The World Wildlife (WWF) also revealed that ghost nets are a major contributor to the ocean plastic crisis. According to Bracenet, an online site that aims to start conversations about conserving our environment, ghost nets account for 30% to 50% of all plastic waste in the oceans. For instance, about 46 % of the Great Pacific Garbage Patch northeast of Hawaii consists of old fishing nets—equivalent to more than four times the size of Germany and consists of more than 80,000 tons of plastic.
Most of the modern nets being used today are made of nylon or other plastic compounds that can last for centuries. Unfortunately, the abandoned fishing lines and nets just become smaller pieces of plastic—they never go away. Often, marine animals mistake microplastics for food and eat them.
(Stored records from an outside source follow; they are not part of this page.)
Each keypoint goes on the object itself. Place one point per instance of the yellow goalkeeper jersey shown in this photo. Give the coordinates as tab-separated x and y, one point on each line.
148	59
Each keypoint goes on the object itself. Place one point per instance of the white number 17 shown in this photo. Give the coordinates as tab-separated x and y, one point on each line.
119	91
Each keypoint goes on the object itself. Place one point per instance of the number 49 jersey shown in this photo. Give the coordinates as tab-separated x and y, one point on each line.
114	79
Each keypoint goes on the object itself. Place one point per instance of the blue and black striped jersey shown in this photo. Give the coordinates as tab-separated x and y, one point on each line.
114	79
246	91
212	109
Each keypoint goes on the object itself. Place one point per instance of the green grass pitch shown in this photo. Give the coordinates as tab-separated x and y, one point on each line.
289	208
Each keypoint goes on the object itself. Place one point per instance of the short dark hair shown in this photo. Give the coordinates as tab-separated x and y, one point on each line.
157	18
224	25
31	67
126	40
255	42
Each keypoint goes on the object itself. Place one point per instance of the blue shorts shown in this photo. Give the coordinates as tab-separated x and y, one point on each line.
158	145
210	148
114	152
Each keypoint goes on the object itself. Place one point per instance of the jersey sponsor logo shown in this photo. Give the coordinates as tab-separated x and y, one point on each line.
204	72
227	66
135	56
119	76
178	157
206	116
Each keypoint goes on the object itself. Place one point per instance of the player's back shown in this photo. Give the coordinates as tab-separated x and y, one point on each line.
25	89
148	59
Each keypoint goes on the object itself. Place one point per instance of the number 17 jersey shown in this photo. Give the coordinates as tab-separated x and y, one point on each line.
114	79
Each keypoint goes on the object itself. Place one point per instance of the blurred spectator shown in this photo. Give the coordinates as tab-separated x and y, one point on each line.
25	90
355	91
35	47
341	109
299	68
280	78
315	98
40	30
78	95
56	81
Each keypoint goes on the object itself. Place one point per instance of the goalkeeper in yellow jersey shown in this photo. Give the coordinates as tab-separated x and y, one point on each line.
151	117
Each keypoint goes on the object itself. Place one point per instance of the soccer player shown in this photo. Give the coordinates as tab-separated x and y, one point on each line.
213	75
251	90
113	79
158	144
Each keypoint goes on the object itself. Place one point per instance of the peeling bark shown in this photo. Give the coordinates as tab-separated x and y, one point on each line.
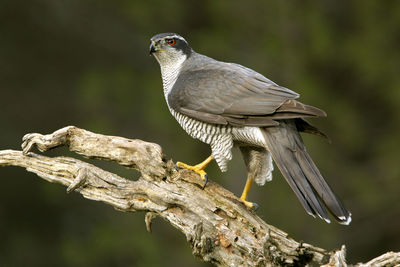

Studies show that the world’s oceans hold 5.25 trillion pieces of plastic, some of it floats on the surface, but “some four billion plastic microfibers per square kilometer are suspended below.”
Preventing Ghost Fishing
Many international organizations have already outlined practical measures aiming to curb ghost gear. This includes providing incentives for fishermen to report lost equipment and retrieve nets they find at sea and educating the fishing industry about the problem. Several governments have also initiated in establishing collection facilities at each port to help fishermen to dispose of old, damaged or retrieved gear quickly and safely, ready for recycling.
“Through removal of ghost nets, we hope not only to help conserve corals but also to support the small-scale fishermen who depend mainly on the reef-associated fishery resources for their livelihoods,” Edward Patterson, director of the Suganthi Devadason Marine Research Institute, said.
Technology is also being utilized to address this concern. For instance, experts at SINTEF, Norway’s biggest research institute, developed small locator cards that can be attached to nets so they can be found using sonar if they get lost. Named PingMe, this device reflects signals from a tag attached to an object such as a fishing net. It uses no energy to send out its own signal, and can, therefore, function for a long time,” Odd Trandem of SINTEF said.
Developer Dr. Tone Berg decided to invent this device after seeing a photograph of a marine turtle entangled in a green net mesh. “What if these nets, pots and other gear could be tagged so that it would be easy for us to find them again? Ghost fishing is not only a threat to the environment. The loss of such equipment represents a major financial loss to the fisheries sector – on top of the lost catches involved,” he said.
According to Telegraph, a national British daily broadsheet newspaper published in London, PingMe had worked well when it was tested in Blaklidammen Lake in Trondheim. It can locate the net as long as the searcher is within 1,600 feet (500 meters). “Our aim is to bring the technology to the market, starting with the fisheries sector. But we’ve also identified many other applications, including in the offshore sector,” Dr. Berg added.
Many organizations are also working hard to banish ghost nets from local waters. A 2016 report showed that the Food and Agricultural Organization of the United Nations (FAO) was able to identify 17 preventative methods to avoid, minimize or eliminate fishing gear being abandoned, lost, or discarded in our oceans and seas. One of them is using Deep Trekker’s Remote Operated Vehicles (ROVs) which can safely assist in reducing marine debris, helping to restore the health of fragile open water ecosystems and improving the safe navigation of fishing grounds.